The film is filled with color and fantastical landscapes and costumes. At first I thought, well, at least it’s visually kind of fun, but the more these characters talked, the worse the movie looked: a re-learning of the lesson that special effects cannot make up for a shitty script. At one point Mrs. Whatsit turns into some CGI flying eucalyptus leaf, the kids climb on top of her, rub Oprah’s face and fly around a big green valley for ten minutes and go … nowhere. I am not even kidding. They land, and then zap off to the next destination. Still looking for the IT and daddy, but no clue as to progress made or lost.
That brings me to my biggest complaint … in the process of looking for long lost daddy our characters go from one wrinkle in space-time to the next, like half a dozen episodes of a bad CW show. I honestly can’t remember what even happened. Lot’s more talking about darkness and flaws and love. The episodic nature of this “story” makes it feel like a big budget Hallmark Channel movie. This was actually my same complaint about DuVernay’s Selma … nothing is motivated. Everything just happens, and then more stuff happens. Because, well, I guess that’s the way stories work.
At one point the Mrs. characters are “fading” because they are in a bad place (nevermind that they are pretty much gods and the kids are just mere humans), so before they fade completely away they give Meg some gifts: a pair of glasses that see through the wrinkles in the universe (where were these earlier in the film?), her faults (you know … sadness over lost daddy,) and a command to “stay together.”
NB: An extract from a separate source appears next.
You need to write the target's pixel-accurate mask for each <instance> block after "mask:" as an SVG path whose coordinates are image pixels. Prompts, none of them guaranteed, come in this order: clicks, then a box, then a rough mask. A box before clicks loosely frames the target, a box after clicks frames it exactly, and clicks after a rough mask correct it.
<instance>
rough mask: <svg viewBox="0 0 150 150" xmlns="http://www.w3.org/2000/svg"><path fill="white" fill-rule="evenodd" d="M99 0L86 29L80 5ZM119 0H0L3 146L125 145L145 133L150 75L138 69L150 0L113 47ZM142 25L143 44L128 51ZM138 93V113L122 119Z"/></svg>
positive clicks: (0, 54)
Again, minor spoiler warning. I can’t really talk about this without giving a little something away. Dad needs to be rescued from the “IT.” The glasses let her see something to help her find her father. Why did these glasses not work for the Mrs? Why do they work for Meg? Why is she special? What is her power? Well, according to the film, the answers to these questions are her faults and her love. Oh yeah — and love is always there even if we can’t see it. I don’t get it. Apparently only Meg has love because the other characters are nowhere to be seen at this point. And why do these qualities allow her to battle the most powerful evil force in the universe? Ugh …whatever.
So — surprise — in the end I did not like this movie. And I really just didn’t care one bit about any of these characters. I give A Wrinkle in Time 2 wrinkled up pieces of laundry out of 10 sparkly clean and poofy movie costume gowns.